Dari info yang saya dapat, baik lewat fitur mesin pencari maupun teman-teman yang baru-baru ini mendaki Semeru, perkiraan biaya untuk menjamah Semeru pulang-pergi dari Jakarta sekitar limaratus ribu rupiah. Bayangkan, Mbloo. Kamu perlu mengeluarkan uang sekitar setengah juta hanya untuk (mungkin saja ya) selfie di atas gunung. Mau jomblo jelata mau jomblo sosialita, tentu uang segitu banyak lebih mulia bila disumbangkan ke panti jomblo.
Sebagai seorang jomblo yang hidupnya serba ‘ekonomis’, kegiatan mendaki gunung sudah sepatutnya mendapat nomor urut sekian ribu. Jangankan mendaki gunung, wong ngajak makan gebetan sekaligus jalan-jalan saja mesti dipikir matang-matang. Belum lagi buat makan sehari-hari, bayar cicilan rumah (kalau punya), juga menabung untuk biaya nikah nanti (kalau masih kepengin nikah). Harga kebutuhan sudah pada naik, tapi pajak masih juga jadi tanggungan rakyat. Memang rakyat wajib bayar pajak. Tapi kalau pajaknya malah masuk ke kantong-kantong orang bejat, gimana?
Ya, jangankan buat mendaki gunung. Buat patungan menggelar demo di depan gedung MPR-DPR saja susahnya minta ampun.
Yakinlah, Mbloo. Jalan revolusi bukan terletak pada seberapa berani kamu menaklukkan gunung-gunung tinggi dan tebing-tebing curam. Tapi seberapa mampu kamu mengikhlaskan kepergian mantan. Ikhlas karena barang-barang yang telah diberikan berasal dari uang tabungan, bahkan harus rela menjahit kembali luka akibat boros kantong.
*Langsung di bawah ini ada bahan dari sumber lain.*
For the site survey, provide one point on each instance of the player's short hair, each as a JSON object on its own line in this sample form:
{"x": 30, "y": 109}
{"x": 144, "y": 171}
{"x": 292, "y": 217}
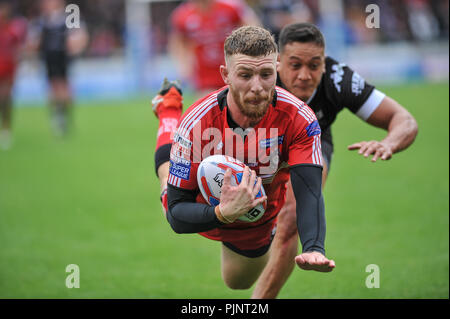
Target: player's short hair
{"x": 301, "y": 32}
{"x": 250, "y": 40}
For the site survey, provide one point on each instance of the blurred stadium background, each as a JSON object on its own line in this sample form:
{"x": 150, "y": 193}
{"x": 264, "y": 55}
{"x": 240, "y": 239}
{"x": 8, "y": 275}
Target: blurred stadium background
{"x": 93, "y": 199}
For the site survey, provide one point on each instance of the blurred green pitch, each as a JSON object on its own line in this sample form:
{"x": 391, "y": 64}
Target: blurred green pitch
{"x": 93, "y": 200}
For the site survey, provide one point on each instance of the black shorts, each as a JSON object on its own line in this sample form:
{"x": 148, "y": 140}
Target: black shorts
{"x": 56, "y": 64}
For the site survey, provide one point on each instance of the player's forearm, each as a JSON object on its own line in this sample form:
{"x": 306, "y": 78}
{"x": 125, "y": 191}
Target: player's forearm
{"x": 402, "y": 132}
{"x": 186, "y": 216}
{"x": 306, "y": 183}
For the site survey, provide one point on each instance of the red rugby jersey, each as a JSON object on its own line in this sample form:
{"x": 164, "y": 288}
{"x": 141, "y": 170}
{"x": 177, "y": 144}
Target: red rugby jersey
{"x": 287, "y": 135}
{"x": 207, "y": 31}
{"x": 12, "y": 35}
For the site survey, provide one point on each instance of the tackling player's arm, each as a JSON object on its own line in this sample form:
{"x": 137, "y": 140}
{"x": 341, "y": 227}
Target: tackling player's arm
{"x": 374, "y": 107}
{"x": 400, "y": 124}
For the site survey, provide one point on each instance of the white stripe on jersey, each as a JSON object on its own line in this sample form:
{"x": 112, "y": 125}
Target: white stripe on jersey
{"x": 189, "y": 122}
{"x": 196, "y": 114}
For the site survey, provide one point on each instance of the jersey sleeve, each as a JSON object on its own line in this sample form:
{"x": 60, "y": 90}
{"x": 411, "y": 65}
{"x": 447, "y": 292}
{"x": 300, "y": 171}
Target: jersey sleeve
{"x": 305, "y": 146}
{"x": 350, "y": 90}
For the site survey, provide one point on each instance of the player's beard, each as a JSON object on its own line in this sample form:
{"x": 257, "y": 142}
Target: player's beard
{"x": 254, "y": 112}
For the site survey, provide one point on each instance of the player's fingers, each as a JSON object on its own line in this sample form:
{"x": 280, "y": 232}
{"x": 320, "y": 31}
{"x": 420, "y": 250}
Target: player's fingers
{"x": 377, "y": 155}
{"x": 331, "y": 264}
{"x": 363, "y": 148}
{"x": 258, "y": 201}
{"x": 371, "y": 148}
{"x": 300, "y": 260}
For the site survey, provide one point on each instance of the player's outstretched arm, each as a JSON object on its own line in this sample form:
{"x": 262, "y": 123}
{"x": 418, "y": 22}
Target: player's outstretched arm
{"x": 306, "y": 183}
{"x": 400, "y": 124}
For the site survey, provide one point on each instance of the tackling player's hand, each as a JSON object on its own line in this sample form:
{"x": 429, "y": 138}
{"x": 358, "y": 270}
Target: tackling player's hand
{"x": 236, "y": 201}
{"x": 314, "y": 261}
{"x": 379, "y": 149}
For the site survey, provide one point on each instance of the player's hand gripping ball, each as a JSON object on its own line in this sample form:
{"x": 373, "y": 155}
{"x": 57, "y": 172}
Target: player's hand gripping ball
{"x": 210, "y": 179}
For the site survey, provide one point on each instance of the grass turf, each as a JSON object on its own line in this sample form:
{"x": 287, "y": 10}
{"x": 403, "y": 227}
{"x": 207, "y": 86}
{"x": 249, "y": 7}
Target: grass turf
{"x": 93, "y": 200}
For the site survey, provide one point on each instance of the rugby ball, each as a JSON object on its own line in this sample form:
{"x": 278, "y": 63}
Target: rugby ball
{"x": 210, "y": 179}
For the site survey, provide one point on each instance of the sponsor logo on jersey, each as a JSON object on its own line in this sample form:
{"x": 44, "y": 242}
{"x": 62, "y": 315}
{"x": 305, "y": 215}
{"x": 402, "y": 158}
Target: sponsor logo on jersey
{"x": 313, "y": 129}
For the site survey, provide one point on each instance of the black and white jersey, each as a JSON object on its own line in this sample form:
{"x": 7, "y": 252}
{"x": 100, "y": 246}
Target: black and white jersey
{"x": 340, "y": 88}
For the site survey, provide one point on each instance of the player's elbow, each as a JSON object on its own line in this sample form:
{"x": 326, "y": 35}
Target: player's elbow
{"x": 176, "y": 226}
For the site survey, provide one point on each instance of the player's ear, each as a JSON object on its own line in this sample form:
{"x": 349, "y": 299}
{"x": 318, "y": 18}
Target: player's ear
{"x": 224, "y": 74}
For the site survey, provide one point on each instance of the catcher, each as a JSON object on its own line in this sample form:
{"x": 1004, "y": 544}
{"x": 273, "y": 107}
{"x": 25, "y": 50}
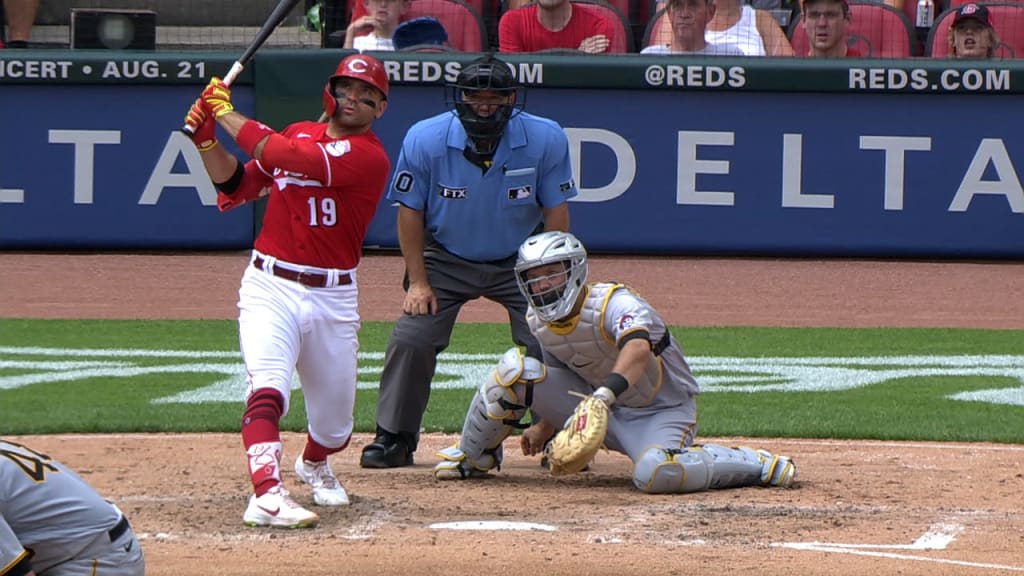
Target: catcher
{"x": 604, "y": 342}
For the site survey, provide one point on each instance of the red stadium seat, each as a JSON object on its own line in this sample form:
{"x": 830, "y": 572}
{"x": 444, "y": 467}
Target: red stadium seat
{"x": 657, "y": 21}
{"x": 877, "y": 31}
{"x": 464, "y": 26}
{"x": 1008, "y": 21}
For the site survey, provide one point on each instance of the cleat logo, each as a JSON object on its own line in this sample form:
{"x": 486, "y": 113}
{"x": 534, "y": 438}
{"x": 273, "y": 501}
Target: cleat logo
{"x": 274, "y": 511}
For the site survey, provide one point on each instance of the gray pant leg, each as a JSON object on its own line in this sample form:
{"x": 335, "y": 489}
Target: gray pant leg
{"x": 412, "y": 351}
{"x": 410, "y": 361}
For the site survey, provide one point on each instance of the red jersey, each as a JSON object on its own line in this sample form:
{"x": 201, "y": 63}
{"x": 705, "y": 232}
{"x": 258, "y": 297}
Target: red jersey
{"x": 519, "y": 30}
{"x": 324, "y": 192}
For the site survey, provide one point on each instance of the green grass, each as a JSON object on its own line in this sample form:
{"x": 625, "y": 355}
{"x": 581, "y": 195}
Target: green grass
{"x": 900, "y": 408}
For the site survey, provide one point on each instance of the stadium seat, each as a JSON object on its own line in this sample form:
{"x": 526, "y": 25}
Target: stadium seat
{"x": 1008, "y": 19}
{"x": 466, "y": 30}
{"x": 877, "y": 31}
{"x": 657, "y": 21}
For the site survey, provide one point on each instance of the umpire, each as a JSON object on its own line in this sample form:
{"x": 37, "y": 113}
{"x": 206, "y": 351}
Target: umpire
{"x": 472, "y": 184}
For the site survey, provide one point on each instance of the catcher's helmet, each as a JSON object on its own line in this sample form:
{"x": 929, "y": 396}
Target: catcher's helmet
{"x": 552, "y": 297}
{"x": 359, "y": 67}
{"x": 485, "y": 74}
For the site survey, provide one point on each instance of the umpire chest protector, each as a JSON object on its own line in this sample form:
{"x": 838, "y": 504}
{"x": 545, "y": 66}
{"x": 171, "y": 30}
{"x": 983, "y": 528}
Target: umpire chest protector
{"x": 585, "y": 347}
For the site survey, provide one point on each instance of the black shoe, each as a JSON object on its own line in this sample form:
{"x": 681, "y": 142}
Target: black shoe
{"x": 386, "y": 451}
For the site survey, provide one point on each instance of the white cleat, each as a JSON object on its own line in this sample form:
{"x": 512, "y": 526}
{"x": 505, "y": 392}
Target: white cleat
{"x": 327, "y": 489}
{"x": 276, "y": 509}
{"x": 776, "y": 470}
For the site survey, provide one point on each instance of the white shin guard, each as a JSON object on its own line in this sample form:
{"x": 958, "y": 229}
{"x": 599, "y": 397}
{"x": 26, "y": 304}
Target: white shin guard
{"x": 660, "y": 470}
{"x": 498, "y": 406}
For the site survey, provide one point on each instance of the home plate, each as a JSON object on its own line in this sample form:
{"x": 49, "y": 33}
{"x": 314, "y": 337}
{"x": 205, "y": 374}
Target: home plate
{"x": 492, "y": 525}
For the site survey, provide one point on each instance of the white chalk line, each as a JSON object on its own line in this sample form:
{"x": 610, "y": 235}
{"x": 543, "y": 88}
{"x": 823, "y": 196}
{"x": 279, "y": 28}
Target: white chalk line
{"x": 894, "y": 556}
{"x": 938, "y": 537}
{"x": 802, "y": 442}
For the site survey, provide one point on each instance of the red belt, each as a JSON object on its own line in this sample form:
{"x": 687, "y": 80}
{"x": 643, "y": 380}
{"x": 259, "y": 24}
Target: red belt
{"x": 311, "y": 279}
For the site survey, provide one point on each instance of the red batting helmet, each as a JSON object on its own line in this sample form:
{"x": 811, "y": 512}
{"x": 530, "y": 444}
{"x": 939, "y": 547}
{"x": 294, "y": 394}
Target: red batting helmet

3. Di gunung tak ada Chelsea Islan.
Ya Tuhan… Betapa senyuman Chelsea Islan mampu menggantikan pemandangan di atas puncak. Tapi sayang, kita takkan menemuinya sekalipun ia sedang syuting di gunung. Seakan ada jarak yang membentang luas selayak Sungai Bengawan Solo yang panjangnya lebih panjang dari penderitaan seorang jomblo.
Jadi masih mau ke gunung? Tak ada Chelsea Islan di sana, Mbloo. Jangankan Chelsea Islan, dedek-dedek gemes JKT48 juga tak akan kau temui di gunung sana. Ha? Apa? Maudy Ayunda? Apa lagi! Sudah, pokoknya mereka cukuplah jadi pahlawan jomblo di dunia maya. Karena pada kenyataannya, seperti Gie bilang, “Kita tak pernah menanamkan apa-apa. Kita tak’kan pernah kehilangan apa-apa.”
Eh, bacanya jangan pake serius banget gitu, mblo!